The path of the San Feng line begins with intense physical training. During this training, you learn to unite calmness and strength to develop Qi. The application of internal martial arts takes place through a natural learning process. Getting closer to the Dao means to think mentally unbiased, like a child’s condition, to be free from prejudices and inner conflicts. The body becomes supple and elastic, the most important requirement for an impressionable mind.
In principle, anyone who has the intention to learn the San Feng line must be clear that it is not an easy task to do! Discipline and the willingness to follow strict guidelines are conditional.
What is expected of a Wudang Academy student?
- Willingness to redefine and rearrange his “inner” being
- Willingness to self-reflection and self-criticism
- Willingness to abandon egoism and egocentrism\
- Extraordinary endurance and tenacity
- Exceptional physical co-ordination
- Above-average performance and concentration
All this is taught to the student in very intensive and often strenuous teaching units. We follow strictly the original ideals of the Chinese doctrine in the academy. For this reason, “westernization” has no place in the sense of relief in the classroom. For all students, the road to the Dao is not easy – but when the goal is set, the practitioner is an entirely different person who has no fear of any challenges ahead!
Form training is an important tool for getting there. By so-called routine movements (forms) one learns to identify with the self and the matter. Each form addresses a different topic and deals with various levels.
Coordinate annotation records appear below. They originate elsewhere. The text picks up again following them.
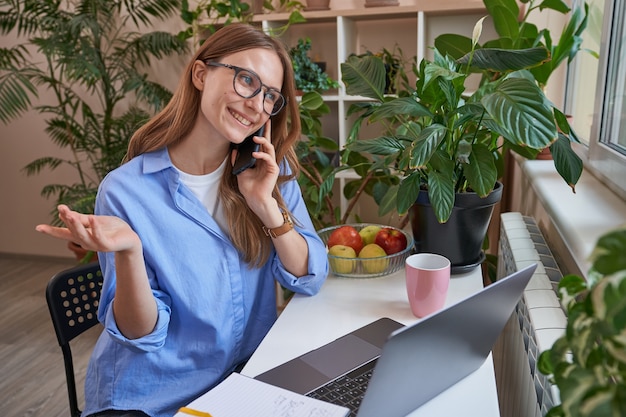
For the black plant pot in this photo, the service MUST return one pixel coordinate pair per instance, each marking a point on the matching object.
(460, 239)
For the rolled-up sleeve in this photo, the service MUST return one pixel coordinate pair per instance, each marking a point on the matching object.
(148, 343)
(311, 283)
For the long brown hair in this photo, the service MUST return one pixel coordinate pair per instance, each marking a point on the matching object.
(176, 120)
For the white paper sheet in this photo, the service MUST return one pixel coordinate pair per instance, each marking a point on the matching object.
(241, 396)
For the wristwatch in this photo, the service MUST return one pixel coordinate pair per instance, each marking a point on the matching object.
(280, 230)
The full list of San Feng forms (ordered by difficulty):
Suitable entry forms:
- 基本拳 Ji Ben Quan (Kung Fu Basic)
- 五形氣功 Wu Xing Qi Gong (Five Animals Qi Gong)
- 八段錦氣功 Ba Duan Jin Qi Gong (Eight Brocades Qi Gong)
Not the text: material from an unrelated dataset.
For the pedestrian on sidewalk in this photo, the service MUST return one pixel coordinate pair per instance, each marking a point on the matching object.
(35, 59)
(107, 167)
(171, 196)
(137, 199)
- 玄功拳一路 Xuan Gong Quan Yi Lu (Part 1)
Additional important basic forms:
- 玄功拳二路 Xuan Gong Quan Er Lu (Part 2)
- 玄功拳三路 Xuan Gong Quan San Lu (Part 3)
- 伏虎拳 Fu Hu Quan (Taming the Tiger)
- 太極二十八式 Taiji 28 steps
- 形意拳 Xing Yi Quan
- 太和拳 Tai He Quan
- 太極十三式 Tai Ji 13 steps
- 太極四十八式 Tai Ji 48 steps
- 玄真拳 Xuan Zhen Quan
- 玄功刀 Xuan Gong Dao (Saber)
- 太極乾坤扇 Tai Ji Qian Kun San (Fan)
- 龍華劍 Long Hua Jian (Sword)
- 龍華拳 Long Hua Quan
- 玄門劍 Xuan Men Jian (Sword)
- 八極拳 Ba Ji Quan
- 八仙棍一路 Ba Xian Gun Yi Lu (Part 1)
- 太和棍 Tai He Gun (Staff)
- 太乙拂塵 Tai Yi Fuchen (Dust whiskers)
- 春秋大刀 Chung Qiu Da Dao (Pudao)
- 方便鏟 Fang Bian Chan (Shovel)
- 釘耙 Ding Pa (Rake)
- 子午槍 Zhi Wu Qiang (Spear)
Very advanced forms:
- 玄武拳 Xuan Wu Quan (Liang Yi Quan)
- 太乙五行拳 Tai Yi Wu Xing Quan (Five Elements)
- 八卦掌 Ba Gua Zhang
- 八卦刀 Ba Gua Dao (Giant saber)
- 八仙棍二路 Ba Xian Gun Er Lu (Part 2)
- 八仙劍 Ba Xian Jian (Sword)
- 三丰太極劍 San Feng Tai Ji Jian (Sword)
- 太極一百零八式 Tai Ji 108 steps
This list is complete with all traditional San Feng forms up to the 14th generation; other forms are fictitious and neither listed nor supported by our academy.
Dao De Jing: The guide of Lao Zi is the most important text responsible for the emergence of philosophical Daoism. These teachings describe the principles of the Dao and explain ourselves and our interactions with nature. In our academy, we teach the functional relationship with the Daoist teachings of Lao Zi, the connection with Taiji, and at the highest level, the Dao.
Daoist Medicine: The body and mental processes with which we are concerned have formed a complete medical understanding thousands of years ago, according to which the TCM also developed later. Understanding your own resources is necessary for increased training progress and efficient health cultivation through your own preventive measures.